No cure for AD currently exists.  However, several treatment strategies can help manage symptoms and improve quality of life

:

• Cholinesterase inhibitors:  AD results in decreased acetylcholine synthesis (eg, nucleus basalis degeneration reduces choline acetyltransferase production). By inhibiting acetylcholinesterase, drugs such as donepezil, rivastigmine, and galantamine increase levels of acetylcholine at the synaptic cleft, which modestly improves cognitive function, neuropsychiatric symptoms, and ADLs in mild-to-moderate AD.  Conversely, anticholinergic medications should be avoided.
• Memantine:  NMDA receptors stimulate glutamate (the primary excitatory neurotransmitter).

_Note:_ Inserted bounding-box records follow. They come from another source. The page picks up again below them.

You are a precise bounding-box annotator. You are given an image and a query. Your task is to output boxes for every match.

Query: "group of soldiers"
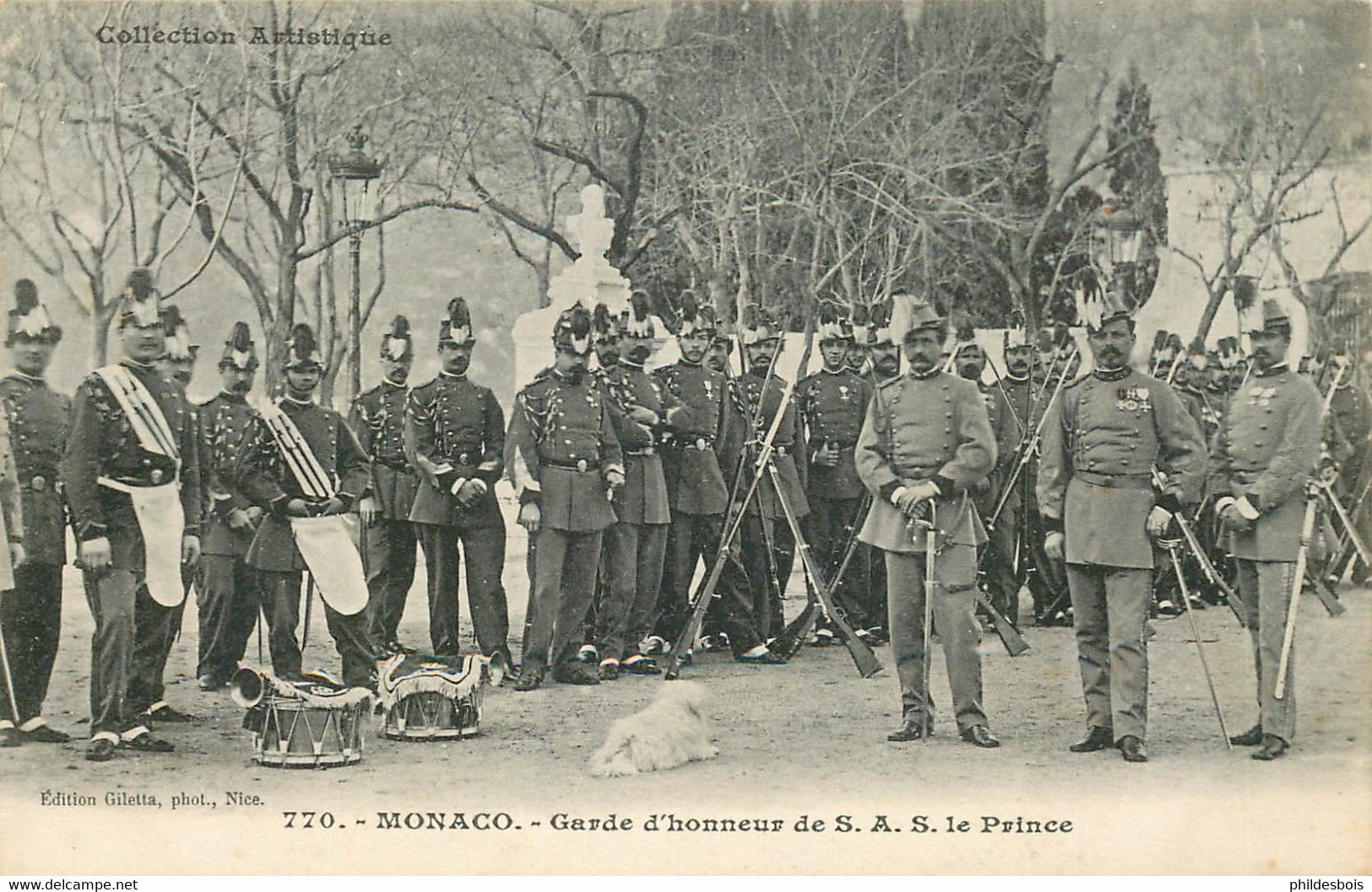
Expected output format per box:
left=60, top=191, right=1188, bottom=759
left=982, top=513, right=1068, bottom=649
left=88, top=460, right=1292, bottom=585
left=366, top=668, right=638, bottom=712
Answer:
left=0, top=270, right=1372, bottom=762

By blocking NMDA receptors, memantine reduces glutamate-induced excitotoxicity and resultant neuronal damage/death.  Memantine (typically in combination with a cholinesterase inhibitor) modestly improves cognition, behavior, and ADLs in moderate to severe AD.
• Aducanumab:  As a monoclonal antibody against amyloid beta, aducanumab reduces neuritic (amyloid beta) plaques.  Although approved by the US FDA for mild AD, clinical benefits are unclear so its use is currently limited.
• Nonpharmacologic interventions:  Cognitive rehabilitation, physical activity, and social engagement can help maintain cognitive function, improve mood and behavior, and enhance quality of life for patients with AD.

Prognosis

AD, like most neurodegenerative diseases, has a relentless progression.  Life expectancy after diagnosis is typically 8-10 years but can range from 3-20 years, depending on individual factors (eg, age at onset, symptom severity, comorbidities). Death usually results from advanced debilitation (eg, dehydration, malnutrition, infection).

Summary

Alzheimer disease

is a neurodegenerative disorder that primarily affects older adults and represents the most common cause of dementia.  The exact etiology remains unclear, but it is characterized by the accumulation of amyloid beta and hyperphosphorylated tau proteins into neuritic plaques and neurofibrillary tangles, respectively.  Diagnosis is clinical and requires a thorough assessment of cognitive function, behavior, and functional ability.  Current treatment has little effect on progression and aims to maintain cognitive function, manage symptoms, and enhance quality of life.